Eileen glanced away from her father, her face cold and unsympathetic. The Major sighed and slowly climbed the gigantic, ornate staircase, his right hand sliding uncertainly along the polished rail.
“Well,” said Riquetti, taking his hat and coat from a servant, “I must go. Delightful afternoon, Eileen. I hope you’ll have me again.” He extended his delicate, manicured hand. “Best of luck, Your Excellency. They tell me you are the Mussolini of Ohio. That’s nice.”
“That’s newspaper bunk,” said Read, intentionally rude. “I’m just a plain politician.”
“So? I’m a stranger. I don’t know these things.”
“Vince knows two things,” said Eileen, with surprising bitterness. “Polo and women.”
“You flatter me,” said Riquetti, laughing. “But, thanks. Goodnight, Governor. Goodnight, Eileen.” The servant opened the door.

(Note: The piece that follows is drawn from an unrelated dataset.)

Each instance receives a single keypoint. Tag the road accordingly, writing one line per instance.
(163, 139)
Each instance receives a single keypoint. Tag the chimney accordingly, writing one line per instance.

Riquetti shivered. ”How do you stand this climate? I’m freezing.” He laughed and went out.
“Drink, Read?” asked Eileen.
“No, thanks.”
“Don’t look so serious. I won’t force it on you. ‘Will you come into my parlor? said the spider’.” They went into a little sitting-room at the far end of the hall, and sat down.
“Eileen,” said Read, “don’t you think you’d better go and see if your father is all right?”
“He’s all right.”
“He looked bad to me. I never saw him like that before.”
“It’s only when he can’t get his own way,” said Eileen, indifferently.
“You surprise me.”
“Do I? Do I seem callous? Read, you don’t know me at all. Anyway, Dad’s been putting on that performance for years.”
“What do you mean?”
“He’s used to having his own way. Everybody toadies to him. From morning to night he’s the biggest frog in the pond. When he can’t get his way he has an attack of illness. He does have high blood pressure, of course, but he has had it for twenty years.”
Read shifted uncomfortably, and glanced off across the room. Tonight Eileen’s sleekness annoyed him. Why must she always be so perfectly, so irreproachably, turned out, with every hair in place, her fingernails shining, her face artistically tinted, her lips correctly outlined; like a manikin in the advertisements? She seemed so cool and impassive in her dark sleekness, but there were signs of strain in her face if you looked closely enough. Gregg did not like her; he said that she suffered from the terrible ennui of the rich, that she belonged in Europe, and was no wife for an Ohio Governor.
“Well,” said Read, “you know your father better than I do.”
“I should. I’ve fought h
im for years and years. He was always disappointed that he never had a son. His brothers have six of them between them. Dad feels that girls don’t amount to much. He’s sort of Chinese that way.”
There was a long pause, then Eileen resumed.
“He’s never forgiven me for marrying Henry. He wanted me to marry Wallace Jones. Imagine me married to that bold businessman! Now he wants me to marry you.”
“Aren’t you going to?”
“I don’t think so.”
Read was irritated. He was no young lover and he and Eileen had had no wild love affair. Still it had been understood for a good many months that they would eventually be married. It was a little too much to have Eileen dismissing the whole thing in such a calm, offhand way.
“This is news.”
“I tried to tell you…” Eileen began; then, to Read’s utter astonishment, she suddenly got up and went out of the room, walking swiftly.
Read didn’t know what to do. He squirmed around on his chair for a moment, then he got up, lit a cigarette, and began to pace the floor.
In about fifteen minutes, Eileen came back. They sat down.
“Excuse me, Read. I was afraid I was going to cry. I’m all right now.”
Read shook his head slowly from side to side.
“I don’t know what to think of you, Eileen. Why won’t you marry me?”
“I’m going to marry Vince.”
“I thought you disliked him.”
“I wouldn’t say that.”
“You’re too complex for me.”
“I’m too complex for my own good. Or maybe not. Maybe I’m just a fool, Read. That’s what Dad thinks.”
Read hesitated, then smiled wryly.
“I don’t know what I can say. I’m sure you don’t want me to try my political eloquence on you. But, for heaven’s sake, why marry that perfumed wop?”
“Ohio speaks.”
Read flushed.
“All right. Put it that way. What’s wrong with Ohio? What’s wrong with the people here?”